China and the border
The money trail behind the Honduran caravan may in part lead to China. Not only has Vice President Mike Pence fingered Venezuela as bankrolling the Honduran migrant caravan, he has also implicated China.
In his speech October 4th speech at the Hudson Institute, Pence laid out the Trump administration’s new China policy -- aimed at pushing back against, “an arsenal of policies inconsistent with free and fair trade, including tariffs, quotas, currency manipulation, forced technology transfer, intellectual property theft, and industrial subsidies that are handed out like candy to foreign investment.” He then targeted specific regions and nations.

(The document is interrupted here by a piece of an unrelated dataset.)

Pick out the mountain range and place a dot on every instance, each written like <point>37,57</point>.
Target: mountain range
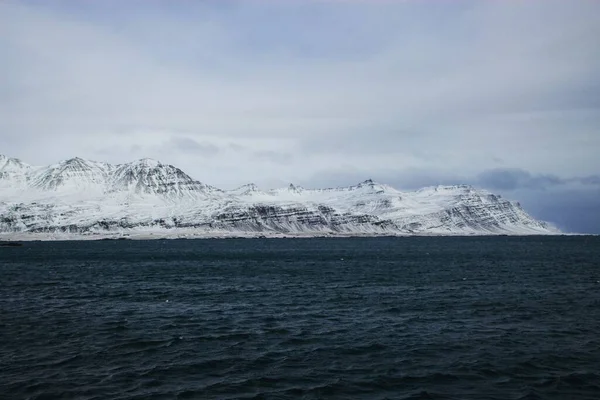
<point>78,198</point>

Within our own hemisphere, Beijing has extended a lifeline to the corrupt and incompetent Maduro regime in Venezuela that’s been oppressing its own people. They pledged $5 billion in questionable loans to be repaid with oil. China is also that country’s single largest creditor, saddling the Venezuelan people with more than $50 billion in debt, even as their democracy vanishes. Beijing is also impacting some nations’ politics by providing direct support to parties and candidates who promise to accommodate China’s strategic objectives.
He then accused the Chinese of “meddling in America’s democracy,” through a full-fledged PR and propaganda program. “These and other actions, taken as a whole, constitute an intensifying effort to shift American public opinion and policy away from the ‘America First’ leadership of President Donald Trump. His speech is well worth reading.
Televising and ugly border confrontation on the eve of the election may be viewed as a means to help elect a Democratic House of Representatives, focused on impeaching Present Trump and derailing his agenda. Such would appear to be a nice return for China on its multi-billion dollar Venezuelan investment.